What if they’re “all adjacent to all?” Every chick has a chance of pecking every other chick. (Maybe they all promenade past each other, and, at some random point, peck.)
If I’m doing it right, the prob of not getting pecked is 49/50 ^ 50 – and that as the number of chicks rises, the limit of this prob turns to 1/e.
If I’m not doing it right, never mind!
Indistinguishable, if I’m reading you right, the interesting property of 100 is just that 100 is even. Certainly, the property you mention can’t apply to any odd number.
Chronos, you’re right that the condition you give is necessary, but it is not sufficient.
Really, the interesting question I should have just asked is, why do we have this symmetry for the 100 chicken problem? What explains it?

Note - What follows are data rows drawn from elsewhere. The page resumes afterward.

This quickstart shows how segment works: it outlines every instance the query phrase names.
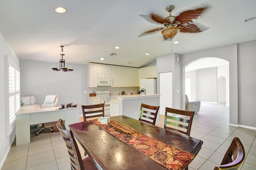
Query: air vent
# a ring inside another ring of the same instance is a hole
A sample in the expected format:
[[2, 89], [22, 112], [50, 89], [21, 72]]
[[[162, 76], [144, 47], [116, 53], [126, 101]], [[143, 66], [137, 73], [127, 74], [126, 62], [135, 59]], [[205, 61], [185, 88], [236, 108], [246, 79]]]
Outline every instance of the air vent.
[[116, 55], [117, 54], [116, 54], [115, 53], [112, 53], [110, 54], [110, 55], [109, 55], [109, 56], [110, 57], [116, 57]]

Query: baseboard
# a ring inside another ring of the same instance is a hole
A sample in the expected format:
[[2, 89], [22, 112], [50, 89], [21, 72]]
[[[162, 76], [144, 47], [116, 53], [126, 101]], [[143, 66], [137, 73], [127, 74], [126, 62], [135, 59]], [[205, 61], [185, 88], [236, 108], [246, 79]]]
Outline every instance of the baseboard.
[[3, 157], [3, 158], [2, 159], [2, 161], [1, 161], [1, 162], [0, 162], [0, 169], [2, 169], [2, 168], [3, 167], [3, 166], [4, 165], [4, 164], [5, 162], [5, 160], [6, 159], [6, 158], [7, 158], [7, 156], [8, 155], [9, 152], [10, 152], [10, 150], [11, 149], [11, 147], [12, 147], [12, 143], [13, 143], [13, 141], [15, 139], [16, 137], [16, 135], [14, 135], [14, 136], [13, 137], [13, 139], [12, 139], [12, 140], [11, 140], [12, 142], [11, 142], [11, 143], [9, 145], [9, 146], [7, 148], [7, 149], [6, 149], [6, 151], [5, 152], [4, 155], [4, 157]]
[[256, 127], [252, 127], [251, 126], [245, 126], [244, 125], [235, 125], [234, 124], [231, 124], [231, 123], [229, 123], [228, 124], [228, 125], [229, 125], [230, 126], [234, 126], [234, 127], [243, 127], [244, 128], [248, 129], [249, 129], [256, 130]]
[[238, 125], [239, 127], [243, 127], [244, 128], [249, 129], [252, 130], [256, 130], [256, 127], [252, 127], [251, 126], [245, 126], [244, 125]]
[[234, 126], [235, 127], [238, 127], [238, 125], [236, 125], [236, 124], [234, 124], [229, 123], [228, 124], [228, 125], [229, 125], [230, 126]]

And then, in discovering that explanation behind the symmetry, you will also discover what generality it does and doesn’t hold in.
Aw, no takers…
Does your symmetry
have to do with the fact that if I take a cyclic string of length 2k, say eg LLRRLLLL, and I count the number of times it alternates (t=2 in my example), then I flip every other direction (obtaining LRRLLRLR), the resulting string will obviously have 2k-t (=6) alternations? If so, your “interesting additional symmetry” is that n is divisible by 4, by reversing the pecking directions of every other pair of adjacent chicks. However, I do not think Chronos is mistaken that the probability of x unpecked chicks is equal to the probability of n/2-x chicks whenever n is even.